M 2 : In this metric, the imitated motion is first temporally aligned with the demonstrations through dynamic time warping (DTW) [115], and then an RMS based on the position difference similar to M 1 is calculated. However, not like M 1 , spatial information has more priorities here, that is, the metric compares the whole path instead of the exact trajectory along time.
M 3 : This metric considers the smoothness of the imitated motion by calculating the derivation of the acceleration extracted from the motion:
M 3 = 1 T Σ t = 1 T x t .
The smoothness is very useful, especially for evaluating the transition between different movement primitives.
Calinon et al. also used the above three metrics to evaluate the stability of the imitation system by superposing random force along the motion. The combination of the metrics provides a comprehensive evaluation of the imitation learning system. Most of the current imitative systems are evaluated through completing particular tasks as demonstrated by the teachers. Pastor et al. demonstrated the utility of DMPs in a robot demonstration of water-serving [27], as shown in Figure 10. Firstly, a human operator demonstrates the pouring task, including grasping, pouring, retreating bottle and releasing movements.
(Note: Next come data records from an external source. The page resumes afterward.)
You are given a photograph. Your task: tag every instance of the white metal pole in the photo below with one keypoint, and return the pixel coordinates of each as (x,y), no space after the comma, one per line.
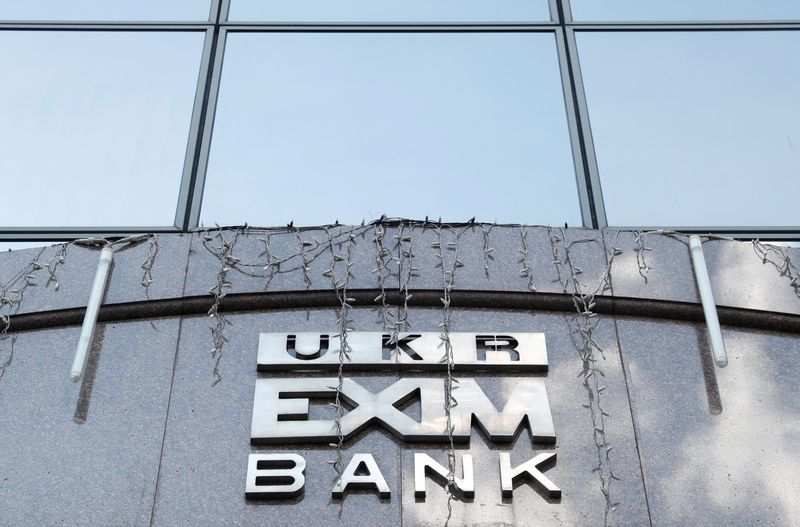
(92,309)
(707,299)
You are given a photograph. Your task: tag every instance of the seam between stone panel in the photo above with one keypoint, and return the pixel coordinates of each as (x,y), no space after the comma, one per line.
(248,302)
(171,386)
(625,378)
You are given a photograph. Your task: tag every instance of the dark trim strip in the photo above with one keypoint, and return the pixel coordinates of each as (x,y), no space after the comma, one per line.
(244,302)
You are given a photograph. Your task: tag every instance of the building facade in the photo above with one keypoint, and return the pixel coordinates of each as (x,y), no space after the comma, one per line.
(396,371)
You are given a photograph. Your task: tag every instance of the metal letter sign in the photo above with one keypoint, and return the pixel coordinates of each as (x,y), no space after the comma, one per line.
(518,352)
(281,405)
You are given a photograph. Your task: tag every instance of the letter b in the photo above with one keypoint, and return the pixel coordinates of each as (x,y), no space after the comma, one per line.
(275,476)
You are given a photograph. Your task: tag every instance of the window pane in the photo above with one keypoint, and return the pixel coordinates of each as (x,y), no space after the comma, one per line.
(117,10)
(695,128)
(319,126)
(680,10)
(390,10)
(94,126)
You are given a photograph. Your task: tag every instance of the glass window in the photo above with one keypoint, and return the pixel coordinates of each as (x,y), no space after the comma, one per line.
(18,246)
(684,10)
(316,127)
(695,128)
(94,125)
(112,10)
(390,10)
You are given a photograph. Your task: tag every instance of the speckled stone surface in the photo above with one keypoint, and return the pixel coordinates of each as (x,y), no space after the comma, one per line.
(208,441)
(736,468)
(659,266)
(740,277)
(76,274)
(293,251)
(718,446)
(70,455)
(203,473)
(576,469)
(495,259)
(660,269)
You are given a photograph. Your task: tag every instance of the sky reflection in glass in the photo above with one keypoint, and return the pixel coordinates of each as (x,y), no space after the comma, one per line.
(316,127)
(695,128)
(95,126)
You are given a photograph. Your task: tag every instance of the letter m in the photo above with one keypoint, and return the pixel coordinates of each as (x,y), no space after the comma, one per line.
(527,405)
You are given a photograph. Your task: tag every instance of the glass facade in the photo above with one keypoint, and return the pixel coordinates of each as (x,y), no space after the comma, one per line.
(165,116)
(351,126)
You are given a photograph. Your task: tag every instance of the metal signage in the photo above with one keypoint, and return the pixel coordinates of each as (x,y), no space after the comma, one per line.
(281,406)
Secondly, the robot extracts the movement primitives from the observed demonstrations and adds the primitives to the motion library. Thirdly, the experimental environment (water and cups) is prepared. Fourthly, the sequence of movement primitives is manually determined. Fifthly, appropriate goals are assigned to each DMP. Finally, the robot reproduces the demonstrated motion with the determined sequence of primitives and learns to apply the skill to new goal positions by adjusting the goal of the pouring movement.
To demonstrate the framework’s ability to adapt online to new goals, as well as to avoid obstacles, Pastor et al. extended the experimental setup with a stereo camera system. The robot needed to adapt movements to goals that changed their position during the robot’s movement, as shown in Figure 11.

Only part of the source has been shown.